Big data is digital data of unusual size (beyond the capacity of a traditional database) or generated at spectacular velocity, such as the data collected from telescopes or by social media providers. Big data is often unstructured—it doesn’t fit neatly into a predefined database construct. The exciting promise of big data is that it can be collected first and then analyzed for insight, patterns, and connections without knowing in advance what to look for. 

As the cost for data storage has decreased, the amount of data being stored has skyrocketed and is growing at an unprecedented rate. Each of us generates digital data in many ways, including the more obvious forms of digital communication (email, text, phone calls, video conferencing, photo sharing, social media), transaction-based data (such as credit card statements, billing/payment systems, employee records), and vast amounts of sensory data (such as maps, location sensing, and tracking). Financial companies, medical and scientific research companies, and city planners are examples of businesses with significant big data challenges.
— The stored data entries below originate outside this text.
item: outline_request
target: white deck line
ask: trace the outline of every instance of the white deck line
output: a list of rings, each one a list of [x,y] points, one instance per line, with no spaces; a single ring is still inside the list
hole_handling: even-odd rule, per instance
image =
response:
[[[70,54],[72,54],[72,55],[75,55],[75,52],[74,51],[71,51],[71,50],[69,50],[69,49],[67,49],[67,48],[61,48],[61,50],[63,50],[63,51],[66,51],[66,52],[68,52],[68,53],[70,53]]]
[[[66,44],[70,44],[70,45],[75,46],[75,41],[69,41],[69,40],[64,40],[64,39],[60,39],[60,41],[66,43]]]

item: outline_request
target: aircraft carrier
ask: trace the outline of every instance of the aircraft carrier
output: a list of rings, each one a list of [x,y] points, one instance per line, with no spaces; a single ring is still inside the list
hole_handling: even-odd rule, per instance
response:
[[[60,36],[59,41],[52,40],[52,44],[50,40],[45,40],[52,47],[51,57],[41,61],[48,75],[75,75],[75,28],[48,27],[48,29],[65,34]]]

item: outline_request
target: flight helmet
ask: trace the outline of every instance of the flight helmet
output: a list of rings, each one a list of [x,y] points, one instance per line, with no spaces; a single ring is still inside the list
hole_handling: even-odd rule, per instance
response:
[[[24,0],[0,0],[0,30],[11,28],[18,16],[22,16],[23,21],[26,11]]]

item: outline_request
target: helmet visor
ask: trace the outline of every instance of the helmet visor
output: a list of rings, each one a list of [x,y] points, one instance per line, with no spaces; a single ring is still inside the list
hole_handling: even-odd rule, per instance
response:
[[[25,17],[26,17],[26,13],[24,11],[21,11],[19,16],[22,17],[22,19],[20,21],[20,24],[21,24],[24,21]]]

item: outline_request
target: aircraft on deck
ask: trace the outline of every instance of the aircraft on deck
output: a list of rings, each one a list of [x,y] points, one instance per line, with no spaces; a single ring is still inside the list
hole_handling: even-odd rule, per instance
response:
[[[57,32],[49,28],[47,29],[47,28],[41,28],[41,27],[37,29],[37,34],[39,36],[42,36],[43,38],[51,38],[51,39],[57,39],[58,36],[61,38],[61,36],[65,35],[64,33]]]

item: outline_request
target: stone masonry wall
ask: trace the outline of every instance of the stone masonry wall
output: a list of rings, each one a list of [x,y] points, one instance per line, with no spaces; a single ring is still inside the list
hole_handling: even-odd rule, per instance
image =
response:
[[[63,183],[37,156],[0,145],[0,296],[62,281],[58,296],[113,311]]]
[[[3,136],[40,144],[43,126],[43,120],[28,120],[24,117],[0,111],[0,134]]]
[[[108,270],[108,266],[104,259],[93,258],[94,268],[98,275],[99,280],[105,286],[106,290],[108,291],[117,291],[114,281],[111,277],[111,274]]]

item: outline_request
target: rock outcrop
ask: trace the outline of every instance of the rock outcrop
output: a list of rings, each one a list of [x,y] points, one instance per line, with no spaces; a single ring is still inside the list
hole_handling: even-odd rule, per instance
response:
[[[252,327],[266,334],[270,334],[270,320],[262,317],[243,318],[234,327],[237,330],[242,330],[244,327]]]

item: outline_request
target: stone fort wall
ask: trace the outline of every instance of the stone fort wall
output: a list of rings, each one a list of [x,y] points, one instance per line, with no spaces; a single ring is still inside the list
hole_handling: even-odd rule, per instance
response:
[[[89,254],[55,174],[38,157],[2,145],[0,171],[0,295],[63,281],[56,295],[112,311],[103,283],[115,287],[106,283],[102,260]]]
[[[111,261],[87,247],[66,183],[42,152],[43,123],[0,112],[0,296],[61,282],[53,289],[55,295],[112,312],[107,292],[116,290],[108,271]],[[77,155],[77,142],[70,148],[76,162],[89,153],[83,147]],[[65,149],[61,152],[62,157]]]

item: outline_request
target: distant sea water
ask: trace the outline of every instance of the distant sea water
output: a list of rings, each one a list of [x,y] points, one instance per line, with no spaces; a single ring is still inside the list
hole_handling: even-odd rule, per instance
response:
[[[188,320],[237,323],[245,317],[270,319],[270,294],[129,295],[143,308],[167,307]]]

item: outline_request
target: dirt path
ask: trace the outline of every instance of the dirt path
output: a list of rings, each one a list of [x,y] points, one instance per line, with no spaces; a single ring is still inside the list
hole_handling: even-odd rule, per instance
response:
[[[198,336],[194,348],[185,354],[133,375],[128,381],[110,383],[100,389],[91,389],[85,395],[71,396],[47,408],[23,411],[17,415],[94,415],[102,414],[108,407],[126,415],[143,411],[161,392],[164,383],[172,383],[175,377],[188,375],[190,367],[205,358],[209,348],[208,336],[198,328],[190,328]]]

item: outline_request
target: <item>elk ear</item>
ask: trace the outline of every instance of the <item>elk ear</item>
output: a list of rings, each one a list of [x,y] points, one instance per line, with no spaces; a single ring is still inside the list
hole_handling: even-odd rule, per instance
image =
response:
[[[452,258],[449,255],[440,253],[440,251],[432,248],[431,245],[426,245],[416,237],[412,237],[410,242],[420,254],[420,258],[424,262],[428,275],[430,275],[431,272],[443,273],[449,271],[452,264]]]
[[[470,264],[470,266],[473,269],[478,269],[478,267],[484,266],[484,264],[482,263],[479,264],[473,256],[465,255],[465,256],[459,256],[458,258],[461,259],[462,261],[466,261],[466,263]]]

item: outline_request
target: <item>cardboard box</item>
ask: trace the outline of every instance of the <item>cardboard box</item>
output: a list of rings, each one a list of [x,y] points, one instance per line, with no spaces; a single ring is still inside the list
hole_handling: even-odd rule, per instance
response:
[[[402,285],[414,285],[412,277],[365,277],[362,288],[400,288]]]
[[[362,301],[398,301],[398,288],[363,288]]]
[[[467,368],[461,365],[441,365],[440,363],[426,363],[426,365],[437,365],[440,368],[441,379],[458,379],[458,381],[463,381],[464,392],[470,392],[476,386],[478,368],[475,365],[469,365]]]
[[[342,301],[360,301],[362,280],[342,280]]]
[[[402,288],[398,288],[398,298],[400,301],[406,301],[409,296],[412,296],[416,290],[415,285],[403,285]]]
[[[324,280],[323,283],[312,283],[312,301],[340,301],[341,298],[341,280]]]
To be useful, big data analytics must be flexible and as close to real-time as possible. Big data analytics lets businesses move from traditional database queries (Who sold the most this month?), to what’s happening analysis (Why are we suddenly flooded with customer complaints through multiple channels?), and to what if questions necessary for planning or product development (What impact will outsourcing have on our customer support issues?).

Today many vendors offer big data solutions. An open source solution, the Apache Hadoop* framework, provides scalable, distributed, reliable big data analysis.